Focus group participants at Gallery 114
For much of my life, I've been designing things for other people. As a kid, I drew ladies in gowns, designed board games and even designed and sold soft sculpture pins. My first career choice was designing costumes and from there I designed apparel for people with special needs. It wasn't until this new century, around 2000, that I realized there was a formalized process to understand if people would want those designs, but all along I was gathering feedback to know what to make more of or how to alter my designs.
For the last 12 years or so, my sewing machine was in mostly hibernation, but its siren call got loud enough this summer to bring me back. I started to design a line of coats and accessories out of polar fleece, the Northwest's favorite fabric. I'm a one woman shop, but I sewed up four sample coats and a range of accessories in short order, excited to get them manufactured and hopefully sold at craft markets and on Etsy. Before manufacturing a short run, I wanted to see - do people even like the designs? Do the coats fit? Are the scarf designs appealing?
It took about a week to put together a focus group. Because I have a wonderful Portland network, people showed up for the promise of a fun evening and some appetizers, and two lucky winners got to take home samples. An amazing colleague loaned me her beautiful gallery space, and we were off.
The evening was planned as a formal focus group (although I did break my own cardinal rule of researching your own designs) complete with a get to know you exercise, surveys and a frank conversation as a wrap up. It was rewarding to see others touch, use and try on the items, but it was their candid feedback, seeing the fit first-hand and discussing the emotions around apparel that was so valuable. Like all of you, I sit in my office, coming up with designs and ideas (if I like them, surely someone else will). But, this group proved, once again, that not everyone is like me in fit, taste or lifestyle.  
Although there were many take-aways, the biggest learning was that it is not time to manufacture! There is a fit issue that needs to be addressed.
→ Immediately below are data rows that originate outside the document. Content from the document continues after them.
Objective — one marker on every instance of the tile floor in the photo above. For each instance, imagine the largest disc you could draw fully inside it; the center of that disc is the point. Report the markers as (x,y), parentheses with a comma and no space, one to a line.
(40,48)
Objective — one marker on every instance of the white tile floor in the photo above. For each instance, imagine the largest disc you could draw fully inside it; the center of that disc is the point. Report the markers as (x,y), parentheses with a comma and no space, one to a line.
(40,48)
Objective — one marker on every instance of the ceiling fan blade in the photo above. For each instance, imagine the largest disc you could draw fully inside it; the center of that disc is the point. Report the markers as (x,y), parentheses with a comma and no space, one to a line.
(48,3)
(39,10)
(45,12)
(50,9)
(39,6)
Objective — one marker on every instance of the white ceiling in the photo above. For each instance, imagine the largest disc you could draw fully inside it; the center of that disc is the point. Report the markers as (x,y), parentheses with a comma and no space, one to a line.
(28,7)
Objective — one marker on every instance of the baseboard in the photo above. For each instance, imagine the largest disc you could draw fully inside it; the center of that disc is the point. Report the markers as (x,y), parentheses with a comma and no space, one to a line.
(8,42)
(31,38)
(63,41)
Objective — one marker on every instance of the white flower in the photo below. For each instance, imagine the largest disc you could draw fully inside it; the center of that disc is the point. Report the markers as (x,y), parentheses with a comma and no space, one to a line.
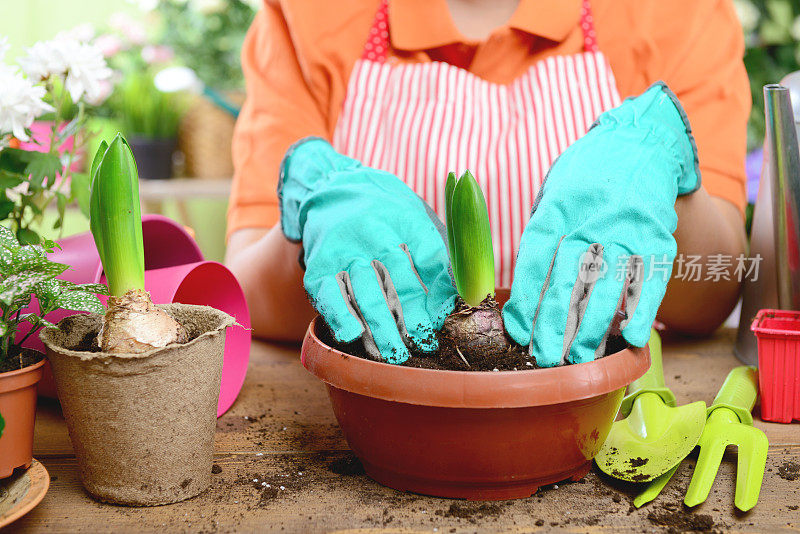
(20,103)
(132,29)
(81,64)
(109,44)
(82,32)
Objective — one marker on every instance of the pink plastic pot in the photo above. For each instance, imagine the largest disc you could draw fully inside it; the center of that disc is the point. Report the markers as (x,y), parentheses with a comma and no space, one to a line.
(175,272)
(778,336)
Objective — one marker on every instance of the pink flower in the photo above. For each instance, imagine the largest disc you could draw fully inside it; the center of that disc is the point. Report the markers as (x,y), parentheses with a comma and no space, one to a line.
(157,54)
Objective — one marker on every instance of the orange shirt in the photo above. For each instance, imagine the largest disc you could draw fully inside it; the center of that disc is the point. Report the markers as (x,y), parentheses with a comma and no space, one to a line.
(298,56)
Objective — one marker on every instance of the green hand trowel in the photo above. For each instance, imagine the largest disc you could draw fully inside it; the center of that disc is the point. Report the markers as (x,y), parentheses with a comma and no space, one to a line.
(730,423)
(655,434)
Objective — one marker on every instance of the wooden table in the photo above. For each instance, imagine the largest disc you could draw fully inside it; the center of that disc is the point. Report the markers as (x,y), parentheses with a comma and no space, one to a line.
(282,431)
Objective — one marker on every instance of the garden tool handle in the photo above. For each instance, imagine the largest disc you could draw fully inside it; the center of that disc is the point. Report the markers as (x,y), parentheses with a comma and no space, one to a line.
(738,393)
(652,381)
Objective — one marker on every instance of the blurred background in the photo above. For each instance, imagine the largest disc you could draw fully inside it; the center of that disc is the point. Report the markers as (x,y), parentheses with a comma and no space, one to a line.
(175,90)
(176,87)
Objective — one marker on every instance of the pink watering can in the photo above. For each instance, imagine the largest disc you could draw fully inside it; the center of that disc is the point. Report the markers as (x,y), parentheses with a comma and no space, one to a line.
(175,271)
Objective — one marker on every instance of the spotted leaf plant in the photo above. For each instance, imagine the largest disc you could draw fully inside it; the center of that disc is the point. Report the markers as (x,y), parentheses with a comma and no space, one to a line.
(26,273)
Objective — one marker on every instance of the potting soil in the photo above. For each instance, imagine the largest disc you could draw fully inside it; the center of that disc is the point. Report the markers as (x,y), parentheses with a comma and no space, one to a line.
(514,358)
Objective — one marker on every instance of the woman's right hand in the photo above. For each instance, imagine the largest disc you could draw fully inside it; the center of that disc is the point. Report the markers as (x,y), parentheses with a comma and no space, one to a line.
(376,264)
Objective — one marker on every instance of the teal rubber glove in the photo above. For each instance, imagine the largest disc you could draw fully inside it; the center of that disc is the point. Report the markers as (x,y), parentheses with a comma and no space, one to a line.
(376,262)
(601,230)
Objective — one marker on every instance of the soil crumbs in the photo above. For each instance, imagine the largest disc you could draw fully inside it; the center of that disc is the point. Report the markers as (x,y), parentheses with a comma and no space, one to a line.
(678,521)
(449,358)
(472,512)
(789,471)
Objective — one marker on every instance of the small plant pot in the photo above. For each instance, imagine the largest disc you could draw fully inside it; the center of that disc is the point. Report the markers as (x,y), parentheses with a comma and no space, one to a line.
(473,435)
(142,425)
(153,156)
(778,336)
(18,408)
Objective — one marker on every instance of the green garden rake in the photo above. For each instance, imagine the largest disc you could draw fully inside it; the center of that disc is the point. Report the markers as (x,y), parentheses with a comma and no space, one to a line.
(728,423)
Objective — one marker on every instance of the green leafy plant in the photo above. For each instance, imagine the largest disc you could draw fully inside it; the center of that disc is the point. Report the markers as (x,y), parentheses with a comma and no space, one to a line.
(144,111)
(772,50)
(26,272)
(132,323)
(207,37)
(469,238)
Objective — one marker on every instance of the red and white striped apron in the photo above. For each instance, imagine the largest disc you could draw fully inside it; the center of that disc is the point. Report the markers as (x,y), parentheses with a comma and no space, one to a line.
(420,121)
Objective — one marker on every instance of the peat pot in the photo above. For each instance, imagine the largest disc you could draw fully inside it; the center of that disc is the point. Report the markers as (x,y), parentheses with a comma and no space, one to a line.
(142,425)
(18,408)
(470,434)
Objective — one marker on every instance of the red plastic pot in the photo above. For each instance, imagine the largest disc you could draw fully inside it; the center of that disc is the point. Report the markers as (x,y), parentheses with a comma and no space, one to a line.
(778,336)
(18,407)
(473,435)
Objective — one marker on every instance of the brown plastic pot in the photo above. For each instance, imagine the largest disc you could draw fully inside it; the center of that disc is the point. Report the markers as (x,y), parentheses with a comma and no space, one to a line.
(473,435)
(18,408)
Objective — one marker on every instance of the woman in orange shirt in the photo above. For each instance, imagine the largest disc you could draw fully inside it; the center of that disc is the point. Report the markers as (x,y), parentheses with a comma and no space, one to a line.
(501,87)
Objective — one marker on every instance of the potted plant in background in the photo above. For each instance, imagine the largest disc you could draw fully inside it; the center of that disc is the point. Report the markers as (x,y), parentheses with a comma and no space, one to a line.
(26,274)
(139,386)
(207,37)
(150,119)
(476,419)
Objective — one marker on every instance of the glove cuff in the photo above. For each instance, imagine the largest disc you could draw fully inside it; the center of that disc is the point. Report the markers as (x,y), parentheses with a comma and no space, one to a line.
(306,164)
(690,181)
(659,110)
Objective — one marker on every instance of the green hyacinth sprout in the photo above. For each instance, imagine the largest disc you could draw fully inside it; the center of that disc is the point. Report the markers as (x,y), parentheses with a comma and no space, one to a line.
(469,238)
(115,216)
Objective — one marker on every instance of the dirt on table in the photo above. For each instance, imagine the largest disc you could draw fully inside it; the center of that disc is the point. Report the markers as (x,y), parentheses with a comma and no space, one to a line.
(514,358)
(677,520)
(471,511)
Even for this little company, that saved me thousands of dollars in materials and apparel that would have been wasted on items that don't fit right.
So, I encourage you, whether you are in a large company or small, to find the time and budget to gather consumer insights. Research spans from surveys to a small local focus group to multiple in home visits across the globe. Whatever size you have time and budget for, its value should not be ignored. As Mark Twain succinctly said, “supposing is good, finding out is better.”